= Battle of Tamara Bridge =

The Battle of Tamara Bridge was a battle which occurred on 15 January 1945 at the tail end of World War II in Albania between the communist-led Albanian Partisan forces against the Kelmendi tribal forces of Northern Albania headed by Prek Cali. It was the last major battle that occurred in Albania during World War 2 and the last major anti-communist battle to occur in the country.

== Background ==
Prek Cali was a major chieftain of the Kelmendi tribe and participated in a variety of battles, notably against Montenegrin forces but also against Yugoslav Partisans. By the time the Albanian Civil War erupted in 1943, Cali sided with the anti-communist forces despite not formal political affiliation. However, by the time the communists took over Tirana in November 1944, rapid movements to the north of Albania began.

== Battle ==
On the 15 January 1945, little over a month and a half after the communists took control of Albania, a major military operation was launched by the Albanian Partisans (chiefly the 1st Brigade, 23rd Brigade, and 24th Brigade) with assistance from the Yugoslav Partisans as well. Prek Cali alongside Catholic priest Dom Ndre Zandeja banded together with other Albanian tribes from the Nikaj-Mërtur region and the Dukagjin highlands. The battle lasted for a day and culminated in a large loss of life; 52 partisans were killed in action while 150 Kelmendi tribesmen were killed.

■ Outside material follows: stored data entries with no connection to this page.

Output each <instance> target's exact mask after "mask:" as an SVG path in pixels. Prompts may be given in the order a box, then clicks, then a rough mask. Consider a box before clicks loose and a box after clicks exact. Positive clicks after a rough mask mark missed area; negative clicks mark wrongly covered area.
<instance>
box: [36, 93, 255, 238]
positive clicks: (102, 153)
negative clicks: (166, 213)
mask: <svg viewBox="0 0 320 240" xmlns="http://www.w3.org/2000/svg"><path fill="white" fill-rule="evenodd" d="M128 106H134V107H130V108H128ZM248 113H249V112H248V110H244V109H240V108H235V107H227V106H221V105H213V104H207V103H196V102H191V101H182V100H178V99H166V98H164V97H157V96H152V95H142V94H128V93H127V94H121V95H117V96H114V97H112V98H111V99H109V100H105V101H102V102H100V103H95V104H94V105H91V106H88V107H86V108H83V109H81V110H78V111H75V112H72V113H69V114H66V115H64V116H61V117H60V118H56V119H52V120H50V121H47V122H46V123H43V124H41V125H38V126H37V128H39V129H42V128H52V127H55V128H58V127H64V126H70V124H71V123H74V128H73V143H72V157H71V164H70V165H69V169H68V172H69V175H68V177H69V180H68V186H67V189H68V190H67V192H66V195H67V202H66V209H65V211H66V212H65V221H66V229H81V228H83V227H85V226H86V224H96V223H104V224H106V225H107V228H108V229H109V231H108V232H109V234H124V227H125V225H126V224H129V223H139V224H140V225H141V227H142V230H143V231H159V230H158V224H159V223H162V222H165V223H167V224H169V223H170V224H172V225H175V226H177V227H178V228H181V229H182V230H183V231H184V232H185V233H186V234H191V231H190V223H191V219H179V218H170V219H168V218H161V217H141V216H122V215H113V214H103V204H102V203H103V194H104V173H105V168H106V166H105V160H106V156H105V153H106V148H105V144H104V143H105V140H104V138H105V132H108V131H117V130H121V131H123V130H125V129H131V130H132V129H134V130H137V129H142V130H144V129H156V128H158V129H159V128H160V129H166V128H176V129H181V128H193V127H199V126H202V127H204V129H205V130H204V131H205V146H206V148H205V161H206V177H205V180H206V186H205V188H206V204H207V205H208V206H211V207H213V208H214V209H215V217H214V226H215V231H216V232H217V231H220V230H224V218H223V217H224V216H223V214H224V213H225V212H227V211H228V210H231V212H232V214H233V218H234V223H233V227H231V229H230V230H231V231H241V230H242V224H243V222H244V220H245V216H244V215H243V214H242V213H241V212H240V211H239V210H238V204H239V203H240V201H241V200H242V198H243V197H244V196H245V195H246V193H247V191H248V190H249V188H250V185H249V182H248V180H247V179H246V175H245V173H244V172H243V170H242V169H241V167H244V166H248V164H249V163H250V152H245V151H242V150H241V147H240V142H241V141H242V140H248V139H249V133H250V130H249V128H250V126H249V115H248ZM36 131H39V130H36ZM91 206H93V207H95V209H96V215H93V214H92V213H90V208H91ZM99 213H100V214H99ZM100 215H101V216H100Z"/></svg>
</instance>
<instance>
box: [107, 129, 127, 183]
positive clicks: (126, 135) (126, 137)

Coli would subsequently be arrested and killed some two months later, alongside Albanian Catholic priest Dom Ndre Zadeja by a communist trial.

== Legacy ==
The defeat of the Kelmendi tribe at the hands of the communist forces led to a radical transformation of the region for the following half century, notably the breakup of the centuries-old Albanian tribal system that had preoccupied northern Albanian life since the 15th century as well as economic poverty in an already impoverished area in addition to many attempted escapes. The region suffered from a demographic collapsed by the 1990s due to emigration abroad.